I still haven't given up hope yet though. They say that a professional is just an amateur who doesn't give up. Well, I've no plans to give up just yet.
Good for you, Niles! Never say never. Shoot, I just said never twice. Actually, now three times! Whoah!
I only started a year past October, a few months after my 21st birthday. I've learned so much in that short time which is pleasing as I left school at 16 and English class was never my favourite. If someone told me back then that I'd be writing screenplays in a few years, I would have laughed in their faces.
In the sixties I was involved in the music industry and wrote song lyrics, with little success.
In the seventies and eighties I moved into poetry and had several poems published but my then building up a business was my main priority.
That lasted until I reach 60 in 2005. I retired from business and decided I would write screenplays because I have always liked film.
Since March 2005 I have written 19 feature screenplays including five with writing partners, plus eight commissioned feature screenplays, six short scripts and one TV play.
I really wish I had started writing screenplays earlier.
I wrote my first screenplay in 2005, in my Junior year of high school. It was called "Scythe" and it was terrible. The format all kinds of wrong and it was just lame.
Since then, I've written seven screenplays. The last one I wrote was Battle Royale, which I finished a year ago. I try to go back to revise all of them at least once a year.
I start writing in 1 february 2007, this is the date that my first draft of my first script has on it.
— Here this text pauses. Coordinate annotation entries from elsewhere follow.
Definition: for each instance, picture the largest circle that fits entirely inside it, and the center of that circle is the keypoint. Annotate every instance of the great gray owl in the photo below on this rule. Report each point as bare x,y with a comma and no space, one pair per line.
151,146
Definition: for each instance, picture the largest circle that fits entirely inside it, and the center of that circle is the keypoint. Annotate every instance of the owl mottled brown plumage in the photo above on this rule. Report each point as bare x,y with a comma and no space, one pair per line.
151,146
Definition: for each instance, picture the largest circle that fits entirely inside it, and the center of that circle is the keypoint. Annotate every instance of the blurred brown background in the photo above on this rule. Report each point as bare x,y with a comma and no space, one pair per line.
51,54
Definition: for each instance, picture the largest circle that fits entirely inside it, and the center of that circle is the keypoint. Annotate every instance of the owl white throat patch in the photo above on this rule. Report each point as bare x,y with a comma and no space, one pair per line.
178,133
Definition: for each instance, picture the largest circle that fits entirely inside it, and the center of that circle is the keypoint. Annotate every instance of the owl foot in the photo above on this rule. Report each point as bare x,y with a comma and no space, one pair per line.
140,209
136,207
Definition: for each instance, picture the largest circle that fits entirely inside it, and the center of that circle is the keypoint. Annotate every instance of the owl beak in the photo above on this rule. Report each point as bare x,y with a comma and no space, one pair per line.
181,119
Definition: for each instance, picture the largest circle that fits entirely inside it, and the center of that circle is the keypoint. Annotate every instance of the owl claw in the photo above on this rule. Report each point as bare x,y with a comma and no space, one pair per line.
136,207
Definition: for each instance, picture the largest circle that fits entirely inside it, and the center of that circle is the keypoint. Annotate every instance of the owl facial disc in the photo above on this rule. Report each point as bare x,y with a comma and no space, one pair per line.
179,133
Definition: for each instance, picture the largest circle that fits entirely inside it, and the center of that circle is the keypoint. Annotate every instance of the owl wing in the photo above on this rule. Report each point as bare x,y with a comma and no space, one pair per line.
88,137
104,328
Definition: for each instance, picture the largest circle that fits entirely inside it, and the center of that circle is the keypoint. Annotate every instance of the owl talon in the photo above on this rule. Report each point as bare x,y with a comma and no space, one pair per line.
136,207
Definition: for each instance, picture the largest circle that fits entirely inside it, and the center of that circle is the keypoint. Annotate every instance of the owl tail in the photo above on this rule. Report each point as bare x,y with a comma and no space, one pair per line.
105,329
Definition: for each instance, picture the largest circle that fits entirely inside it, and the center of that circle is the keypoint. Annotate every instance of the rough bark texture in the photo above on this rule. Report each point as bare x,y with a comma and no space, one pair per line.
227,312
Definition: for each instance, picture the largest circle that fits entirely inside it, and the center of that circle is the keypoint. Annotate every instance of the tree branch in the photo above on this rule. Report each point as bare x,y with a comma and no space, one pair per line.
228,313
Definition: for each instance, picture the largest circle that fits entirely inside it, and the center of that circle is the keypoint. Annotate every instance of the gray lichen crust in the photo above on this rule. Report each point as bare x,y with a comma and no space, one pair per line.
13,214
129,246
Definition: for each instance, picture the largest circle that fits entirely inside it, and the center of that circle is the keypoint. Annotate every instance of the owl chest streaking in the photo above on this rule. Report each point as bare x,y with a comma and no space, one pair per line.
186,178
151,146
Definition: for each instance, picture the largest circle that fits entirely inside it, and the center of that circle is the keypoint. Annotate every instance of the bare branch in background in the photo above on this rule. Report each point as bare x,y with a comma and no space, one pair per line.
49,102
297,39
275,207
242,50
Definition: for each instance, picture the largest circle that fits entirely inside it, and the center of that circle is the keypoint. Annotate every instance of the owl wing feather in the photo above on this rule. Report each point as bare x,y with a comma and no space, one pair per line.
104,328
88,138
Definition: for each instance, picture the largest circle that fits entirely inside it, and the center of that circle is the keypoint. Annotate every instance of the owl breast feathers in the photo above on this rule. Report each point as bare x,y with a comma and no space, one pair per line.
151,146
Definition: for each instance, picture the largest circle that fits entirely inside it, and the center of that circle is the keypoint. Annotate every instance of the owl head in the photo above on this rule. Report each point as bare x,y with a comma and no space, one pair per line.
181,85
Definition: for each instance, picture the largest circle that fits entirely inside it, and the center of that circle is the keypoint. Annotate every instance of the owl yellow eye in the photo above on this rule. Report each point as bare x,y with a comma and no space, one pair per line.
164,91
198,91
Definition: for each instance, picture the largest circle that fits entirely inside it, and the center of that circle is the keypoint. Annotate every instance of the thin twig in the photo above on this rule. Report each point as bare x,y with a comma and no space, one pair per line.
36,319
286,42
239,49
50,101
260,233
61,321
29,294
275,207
I start without knowing the craft, my format was a mess and i finish in 60 pages thinking that i wrote a masterpiece.
Since then i wrote 4 features ( not even one complete) and now im writing my 5th. But all this time i was writing for fun , i never consider to sell them or produce them. I start to be serious in 21/9/2009 when i start my 1000 days project ( i will complete my 3 features , from my first 4 and write 2 more). Since then i work in daily base.
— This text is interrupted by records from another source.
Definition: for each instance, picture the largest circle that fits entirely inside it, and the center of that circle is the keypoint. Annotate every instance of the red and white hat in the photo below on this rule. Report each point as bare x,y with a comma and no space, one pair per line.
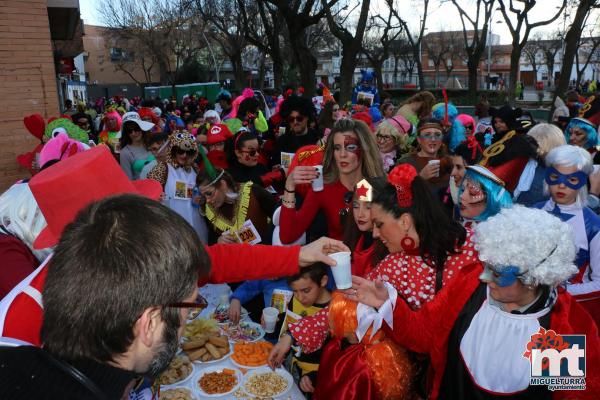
67,187
218,133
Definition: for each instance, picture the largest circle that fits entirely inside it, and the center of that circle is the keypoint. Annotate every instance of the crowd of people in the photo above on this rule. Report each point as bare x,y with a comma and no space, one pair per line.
468,235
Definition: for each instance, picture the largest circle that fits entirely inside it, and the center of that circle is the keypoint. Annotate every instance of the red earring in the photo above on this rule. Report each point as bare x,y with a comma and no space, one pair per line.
408,244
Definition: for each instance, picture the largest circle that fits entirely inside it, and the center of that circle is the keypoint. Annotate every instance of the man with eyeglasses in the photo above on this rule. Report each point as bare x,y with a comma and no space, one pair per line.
119,285
297,113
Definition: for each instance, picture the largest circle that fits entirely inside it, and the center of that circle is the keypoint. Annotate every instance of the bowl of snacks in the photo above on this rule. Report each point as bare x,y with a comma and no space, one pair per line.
218,381
264,382
179,371
207,348
221,314
246,331
199,328
177,393
251,355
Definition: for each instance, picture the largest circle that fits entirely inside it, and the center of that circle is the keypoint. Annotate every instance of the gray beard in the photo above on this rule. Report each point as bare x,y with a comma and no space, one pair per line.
165,353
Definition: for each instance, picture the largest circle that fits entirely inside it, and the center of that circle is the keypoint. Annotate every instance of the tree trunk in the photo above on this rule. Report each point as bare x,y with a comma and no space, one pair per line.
238,71
396,59
571,40
347,66
417,55
261,72
515,57
307,64
378,68
472,65
277,73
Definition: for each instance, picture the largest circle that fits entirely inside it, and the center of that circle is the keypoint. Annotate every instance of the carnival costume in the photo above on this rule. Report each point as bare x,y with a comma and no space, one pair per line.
64,189
366,89
44,132
481,182
480,351
111,137
178,181
454,130
512,153
588,119
375,368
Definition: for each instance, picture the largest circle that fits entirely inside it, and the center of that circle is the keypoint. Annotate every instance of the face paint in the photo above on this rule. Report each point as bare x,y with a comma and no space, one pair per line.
501,276
352,145
475,191
574,181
During my incubatory months, I storyboarded a one act play on the inner lining of my mothers womb using nothing but the sharpened cuticle of my pinky. Every time the cursed woman stretched I lost an evening's work. Of course I didn't posses the mental faculties back then to remember what I had wrote (vague memories of INT. VESSEL - NIGHT occasionally breach my thoughts nowadays akin to an acid flashback, however, the actual plot continually escapes me) so I had to start from scratch over and over again until I was abruptly pulled out by the legs on day 273.
I've been writing for a long time, but only obsessively since 2003. February 15th, specifically. It just happened. One day, I decided I wanted to re-write one of my brother's old stories. To this day, I haven't finished it, and I probably never will.
During that stretch of time, I've done many other ideas. However, I've found that my favorite topic to write about seems to be zombies. I think I like it mainly because they usually show the fall of civilization and what people turn into when they know that help isn't coming.
I've never collaborated with anyone and I don't think I ever will. I'm hapyp writing by myself, because I tend to not work well with other people.
That's pretty much all that needs to be told about when I started writing.